Convention on Biological Diversity
- The Convention on Biological Diversity (CBD), a legally binding treaty to conserve biodiversity has been in force since 1993. It has 3 main objectives:
- The conservation of biological diversity.
- The sustainable use of the components of biological diversity.
- The fair and equitable sharing of the benefits arising out of the utilization of genetic resources.
- The targets of the Convention calls for global trends of terrestrial wildlife to stop declining and start recovering by 2050 or earlier.
- India became a party to the Convention in 1994.
Major Indian Government Initiatives
- Wildlife protection Act 1972.
- Water (prevention and control of pollution) Act 1974.
- Air (prevention and control of pollution) Act 1981.
- Environment Protection Act 1986.
- Biological Diversity Act 2002.
- Scheduled Tribes and other traditional forest dwellers (recognition of rights) Act 2006.
Areas of Action
- Conservation Reserves: There must be renewed ambition from the world’s governments to establish large-scale conservation areas, placed in the most valuable hotspots for biodiversity worldwide, such as small islands with species found nowhere else.
- These reserves, in which wildlife will live and roam freely, will need to cover at least 40% of the world’s land surface to help bend the curve from decline to recovery for species and entire ecosystems.
- Management is more important than the size of reserves.
- Habitat restoration and conservation efforts need to be targeted where they are needed most – for species and habitats on the verge of extinction.
- Food Production: Need is to transform our food systems to produce more on less land.
- If every farmer on Earth used the best available farming practices, only half of the total area of cropland would be needed to feed the world. There are lots of other inefficiencies that could be ironed out too.
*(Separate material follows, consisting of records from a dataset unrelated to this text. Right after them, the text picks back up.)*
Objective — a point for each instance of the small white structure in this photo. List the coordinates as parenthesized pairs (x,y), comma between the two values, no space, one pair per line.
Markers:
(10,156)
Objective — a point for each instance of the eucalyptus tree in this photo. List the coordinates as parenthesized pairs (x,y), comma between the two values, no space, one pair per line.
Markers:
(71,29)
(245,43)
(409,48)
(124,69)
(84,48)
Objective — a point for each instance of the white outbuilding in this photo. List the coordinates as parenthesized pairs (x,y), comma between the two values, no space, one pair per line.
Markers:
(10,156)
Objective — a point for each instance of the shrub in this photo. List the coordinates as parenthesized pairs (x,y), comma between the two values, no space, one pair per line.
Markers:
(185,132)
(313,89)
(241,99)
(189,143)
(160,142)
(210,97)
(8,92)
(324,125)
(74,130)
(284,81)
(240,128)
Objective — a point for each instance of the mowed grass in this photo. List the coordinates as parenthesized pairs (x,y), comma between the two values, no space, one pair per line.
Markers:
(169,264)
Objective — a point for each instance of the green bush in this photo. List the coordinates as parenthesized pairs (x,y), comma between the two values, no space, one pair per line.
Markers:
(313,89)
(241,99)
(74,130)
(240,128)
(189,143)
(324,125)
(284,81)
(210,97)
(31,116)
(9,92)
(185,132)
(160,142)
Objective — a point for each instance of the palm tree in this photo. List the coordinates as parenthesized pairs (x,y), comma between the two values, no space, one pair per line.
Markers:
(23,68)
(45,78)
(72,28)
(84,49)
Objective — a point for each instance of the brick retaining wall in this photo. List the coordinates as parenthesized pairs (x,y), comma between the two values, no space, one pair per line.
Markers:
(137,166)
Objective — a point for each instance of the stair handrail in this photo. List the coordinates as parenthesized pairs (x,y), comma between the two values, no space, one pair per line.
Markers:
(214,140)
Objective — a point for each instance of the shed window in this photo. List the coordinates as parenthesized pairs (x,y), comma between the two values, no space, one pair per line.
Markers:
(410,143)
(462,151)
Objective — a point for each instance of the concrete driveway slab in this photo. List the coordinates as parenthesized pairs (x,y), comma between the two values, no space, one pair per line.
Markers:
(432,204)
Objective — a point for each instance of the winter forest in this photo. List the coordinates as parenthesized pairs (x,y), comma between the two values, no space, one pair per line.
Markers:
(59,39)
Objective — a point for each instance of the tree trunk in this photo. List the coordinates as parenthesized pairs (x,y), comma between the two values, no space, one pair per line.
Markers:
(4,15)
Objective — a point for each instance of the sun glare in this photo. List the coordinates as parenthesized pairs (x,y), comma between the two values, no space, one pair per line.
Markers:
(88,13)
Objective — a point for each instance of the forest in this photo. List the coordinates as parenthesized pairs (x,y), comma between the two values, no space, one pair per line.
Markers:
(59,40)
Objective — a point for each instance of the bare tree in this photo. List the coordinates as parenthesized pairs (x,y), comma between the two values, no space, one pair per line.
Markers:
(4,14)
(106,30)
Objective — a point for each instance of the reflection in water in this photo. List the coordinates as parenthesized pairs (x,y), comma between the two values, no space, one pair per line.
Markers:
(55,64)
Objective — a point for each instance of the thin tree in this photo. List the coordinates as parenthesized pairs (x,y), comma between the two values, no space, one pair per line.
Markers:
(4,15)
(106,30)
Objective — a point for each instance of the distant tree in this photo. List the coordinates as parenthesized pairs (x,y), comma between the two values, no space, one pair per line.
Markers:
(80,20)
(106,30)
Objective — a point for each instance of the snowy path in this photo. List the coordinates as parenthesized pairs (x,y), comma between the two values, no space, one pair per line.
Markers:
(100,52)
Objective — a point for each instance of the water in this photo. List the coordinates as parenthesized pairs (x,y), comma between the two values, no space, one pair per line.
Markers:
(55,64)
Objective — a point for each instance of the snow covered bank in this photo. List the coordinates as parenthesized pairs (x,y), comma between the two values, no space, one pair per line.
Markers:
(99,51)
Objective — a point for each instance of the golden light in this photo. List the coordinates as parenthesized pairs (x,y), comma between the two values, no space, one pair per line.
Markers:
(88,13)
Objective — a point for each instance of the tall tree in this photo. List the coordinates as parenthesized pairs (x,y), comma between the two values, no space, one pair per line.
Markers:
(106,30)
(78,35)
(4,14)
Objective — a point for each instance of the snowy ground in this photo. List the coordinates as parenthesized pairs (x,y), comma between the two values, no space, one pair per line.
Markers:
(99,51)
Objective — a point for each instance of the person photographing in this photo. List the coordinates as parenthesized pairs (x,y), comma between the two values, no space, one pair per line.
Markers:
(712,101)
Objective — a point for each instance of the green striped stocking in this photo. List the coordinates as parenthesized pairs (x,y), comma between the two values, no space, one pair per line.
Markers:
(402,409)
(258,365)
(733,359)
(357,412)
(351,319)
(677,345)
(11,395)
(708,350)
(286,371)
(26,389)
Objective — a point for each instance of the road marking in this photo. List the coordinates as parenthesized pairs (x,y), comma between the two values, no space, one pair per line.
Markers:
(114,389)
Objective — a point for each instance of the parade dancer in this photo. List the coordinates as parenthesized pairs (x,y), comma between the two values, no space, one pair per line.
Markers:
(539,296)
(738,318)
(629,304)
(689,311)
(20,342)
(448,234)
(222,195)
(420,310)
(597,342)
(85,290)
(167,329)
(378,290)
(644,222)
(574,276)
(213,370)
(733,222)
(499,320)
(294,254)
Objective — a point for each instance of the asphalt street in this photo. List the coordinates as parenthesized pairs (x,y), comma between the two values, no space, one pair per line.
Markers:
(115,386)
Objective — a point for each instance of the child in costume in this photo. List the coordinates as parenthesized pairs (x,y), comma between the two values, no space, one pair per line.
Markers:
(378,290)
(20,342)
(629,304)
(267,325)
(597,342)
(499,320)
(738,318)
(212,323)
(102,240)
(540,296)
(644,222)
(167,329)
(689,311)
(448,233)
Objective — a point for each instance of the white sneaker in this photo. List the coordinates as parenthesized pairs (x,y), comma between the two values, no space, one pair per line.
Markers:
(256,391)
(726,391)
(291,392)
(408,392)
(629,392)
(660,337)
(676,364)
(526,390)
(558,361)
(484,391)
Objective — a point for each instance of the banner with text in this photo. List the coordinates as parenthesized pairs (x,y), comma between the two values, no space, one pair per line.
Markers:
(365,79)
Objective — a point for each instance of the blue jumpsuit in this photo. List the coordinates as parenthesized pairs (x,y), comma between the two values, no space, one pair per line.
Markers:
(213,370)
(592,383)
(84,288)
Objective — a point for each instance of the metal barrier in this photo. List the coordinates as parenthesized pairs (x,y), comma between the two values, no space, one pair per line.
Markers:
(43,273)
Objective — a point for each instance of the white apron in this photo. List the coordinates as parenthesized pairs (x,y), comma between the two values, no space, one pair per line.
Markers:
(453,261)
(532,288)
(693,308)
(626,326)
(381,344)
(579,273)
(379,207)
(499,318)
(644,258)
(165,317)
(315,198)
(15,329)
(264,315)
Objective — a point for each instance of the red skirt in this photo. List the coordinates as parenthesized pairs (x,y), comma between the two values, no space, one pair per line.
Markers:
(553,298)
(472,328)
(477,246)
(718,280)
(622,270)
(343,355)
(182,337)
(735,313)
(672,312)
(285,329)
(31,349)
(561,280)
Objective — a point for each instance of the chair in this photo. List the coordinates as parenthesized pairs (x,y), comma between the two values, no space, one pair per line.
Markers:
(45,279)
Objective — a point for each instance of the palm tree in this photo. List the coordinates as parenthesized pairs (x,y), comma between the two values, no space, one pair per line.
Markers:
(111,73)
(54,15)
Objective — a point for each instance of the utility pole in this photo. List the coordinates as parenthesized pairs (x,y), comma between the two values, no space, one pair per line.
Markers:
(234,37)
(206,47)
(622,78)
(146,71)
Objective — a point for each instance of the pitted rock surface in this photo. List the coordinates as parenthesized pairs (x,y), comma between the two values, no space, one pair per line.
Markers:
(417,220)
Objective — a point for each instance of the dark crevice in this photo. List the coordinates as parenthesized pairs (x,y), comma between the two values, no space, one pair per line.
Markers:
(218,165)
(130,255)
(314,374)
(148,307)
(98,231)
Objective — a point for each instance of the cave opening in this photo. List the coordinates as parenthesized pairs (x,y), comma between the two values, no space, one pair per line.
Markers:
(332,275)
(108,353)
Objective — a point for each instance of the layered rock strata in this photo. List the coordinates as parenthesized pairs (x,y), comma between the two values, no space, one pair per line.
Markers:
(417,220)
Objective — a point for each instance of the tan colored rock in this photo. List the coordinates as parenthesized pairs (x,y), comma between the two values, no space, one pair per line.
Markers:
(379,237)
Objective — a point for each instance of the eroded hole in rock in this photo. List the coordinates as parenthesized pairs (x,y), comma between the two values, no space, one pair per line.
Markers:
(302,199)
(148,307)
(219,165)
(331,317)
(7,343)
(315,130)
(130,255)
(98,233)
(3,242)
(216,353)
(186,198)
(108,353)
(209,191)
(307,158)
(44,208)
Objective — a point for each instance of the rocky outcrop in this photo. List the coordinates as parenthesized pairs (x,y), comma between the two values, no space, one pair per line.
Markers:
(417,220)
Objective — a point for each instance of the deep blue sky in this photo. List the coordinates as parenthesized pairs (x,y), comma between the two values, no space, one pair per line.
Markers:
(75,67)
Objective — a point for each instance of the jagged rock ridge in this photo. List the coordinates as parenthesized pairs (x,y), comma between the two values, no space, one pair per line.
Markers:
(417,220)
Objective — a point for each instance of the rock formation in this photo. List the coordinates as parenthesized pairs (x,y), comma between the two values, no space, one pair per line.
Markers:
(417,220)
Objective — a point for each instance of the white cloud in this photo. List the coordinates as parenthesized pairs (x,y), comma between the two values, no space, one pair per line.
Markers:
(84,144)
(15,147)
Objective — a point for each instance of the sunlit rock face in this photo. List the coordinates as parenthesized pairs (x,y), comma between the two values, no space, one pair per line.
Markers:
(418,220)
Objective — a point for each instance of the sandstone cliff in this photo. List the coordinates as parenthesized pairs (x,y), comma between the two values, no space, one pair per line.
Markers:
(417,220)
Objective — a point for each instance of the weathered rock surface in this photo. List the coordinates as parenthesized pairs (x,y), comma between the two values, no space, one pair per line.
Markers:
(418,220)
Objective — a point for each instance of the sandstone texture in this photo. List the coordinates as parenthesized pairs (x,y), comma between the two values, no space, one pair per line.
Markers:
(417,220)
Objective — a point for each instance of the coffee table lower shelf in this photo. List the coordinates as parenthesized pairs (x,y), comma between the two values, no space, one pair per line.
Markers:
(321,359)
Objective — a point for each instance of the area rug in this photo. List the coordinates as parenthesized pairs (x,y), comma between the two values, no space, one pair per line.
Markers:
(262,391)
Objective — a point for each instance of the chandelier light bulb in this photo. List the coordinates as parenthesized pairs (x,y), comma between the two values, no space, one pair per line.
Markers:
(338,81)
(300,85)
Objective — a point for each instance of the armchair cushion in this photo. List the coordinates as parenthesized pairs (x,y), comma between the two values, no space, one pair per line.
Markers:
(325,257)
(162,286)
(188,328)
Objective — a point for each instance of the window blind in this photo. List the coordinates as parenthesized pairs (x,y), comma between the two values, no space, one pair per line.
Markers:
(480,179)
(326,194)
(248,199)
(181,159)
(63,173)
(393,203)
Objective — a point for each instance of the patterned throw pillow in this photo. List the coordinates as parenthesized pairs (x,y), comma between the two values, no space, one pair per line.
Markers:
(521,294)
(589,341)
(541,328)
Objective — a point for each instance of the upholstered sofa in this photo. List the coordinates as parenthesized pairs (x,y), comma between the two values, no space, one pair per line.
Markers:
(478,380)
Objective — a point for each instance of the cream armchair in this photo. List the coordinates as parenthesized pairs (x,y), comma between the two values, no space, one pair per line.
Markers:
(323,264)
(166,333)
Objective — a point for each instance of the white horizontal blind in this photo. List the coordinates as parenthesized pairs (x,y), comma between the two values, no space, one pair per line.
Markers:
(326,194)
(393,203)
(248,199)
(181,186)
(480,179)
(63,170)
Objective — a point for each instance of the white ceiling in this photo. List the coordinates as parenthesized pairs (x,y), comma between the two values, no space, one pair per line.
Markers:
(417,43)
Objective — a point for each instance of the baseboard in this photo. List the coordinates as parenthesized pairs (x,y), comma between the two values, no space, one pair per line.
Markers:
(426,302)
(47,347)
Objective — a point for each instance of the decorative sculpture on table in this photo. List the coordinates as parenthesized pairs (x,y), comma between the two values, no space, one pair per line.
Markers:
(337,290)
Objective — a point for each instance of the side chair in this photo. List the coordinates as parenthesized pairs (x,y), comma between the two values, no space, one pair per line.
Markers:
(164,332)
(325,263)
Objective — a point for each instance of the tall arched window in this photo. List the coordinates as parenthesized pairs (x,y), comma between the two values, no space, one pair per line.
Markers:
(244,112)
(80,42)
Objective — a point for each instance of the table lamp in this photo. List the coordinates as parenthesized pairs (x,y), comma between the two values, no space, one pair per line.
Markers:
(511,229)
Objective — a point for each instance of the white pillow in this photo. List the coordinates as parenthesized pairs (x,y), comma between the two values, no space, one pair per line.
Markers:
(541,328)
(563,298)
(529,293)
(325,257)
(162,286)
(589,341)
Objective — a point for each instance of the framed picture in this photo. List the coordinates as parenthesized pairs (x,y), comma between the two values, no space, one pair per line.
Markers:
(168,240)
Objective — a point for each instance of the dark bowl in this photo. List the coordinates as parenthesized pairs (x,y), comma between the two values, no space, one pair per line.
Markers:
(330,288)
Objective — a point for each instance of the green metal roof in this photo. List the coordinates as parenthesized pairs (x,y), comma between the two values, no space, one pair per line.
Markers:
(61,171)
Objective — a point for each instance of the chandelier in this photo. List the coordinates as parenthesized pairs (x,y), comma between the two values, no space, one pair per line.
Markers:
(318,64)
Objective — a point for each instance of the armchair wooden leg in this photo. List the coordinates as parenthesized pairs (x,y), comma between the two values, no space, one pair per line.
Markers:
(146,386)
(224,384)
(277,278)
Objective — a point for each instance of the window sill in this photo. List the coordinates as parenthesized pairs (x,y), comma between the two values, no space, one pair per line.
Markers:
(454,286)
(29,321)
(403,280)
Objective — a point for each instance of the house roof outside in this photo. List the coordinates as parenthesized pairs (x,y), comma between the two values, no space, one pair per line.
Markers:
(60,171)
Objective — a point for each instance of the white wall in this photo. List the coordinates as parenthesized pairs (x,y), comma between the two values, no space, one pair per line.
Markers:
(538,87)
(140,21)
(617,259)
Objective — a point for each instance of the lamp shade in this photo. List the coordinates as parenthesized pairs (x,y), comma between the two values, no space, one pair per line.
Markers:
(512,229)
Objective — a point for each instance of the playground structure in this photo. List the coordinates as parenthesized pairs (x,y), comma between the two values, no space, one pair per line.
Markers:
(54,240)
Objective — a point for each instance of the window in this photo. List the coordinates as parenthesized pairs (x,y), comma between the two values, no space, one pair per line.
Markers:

- Reducing waste and favouring healthier and more environmentally friendly diets.
- Restoring Land: Efforts to restore degraded land are also required. Such as farmland that’s becoming unproductive as a result of soil erosion.
- This could return 8% of the world’s land to nature by 2050.
- Afforestation: This can help not only in arresting soil erosion but also expansion of desertification along with avenues for biodiversity replenishment.
- While giving back to nature, the conservation measures would simultaneously slow climate change, reduce pressure on water, limit nitrogen pollution in the world’s waterways and boost human health.
- Only a comprehensive set of policy measures that transform our relationship with the land and rapidly scale down pollution can build the necessary momentum.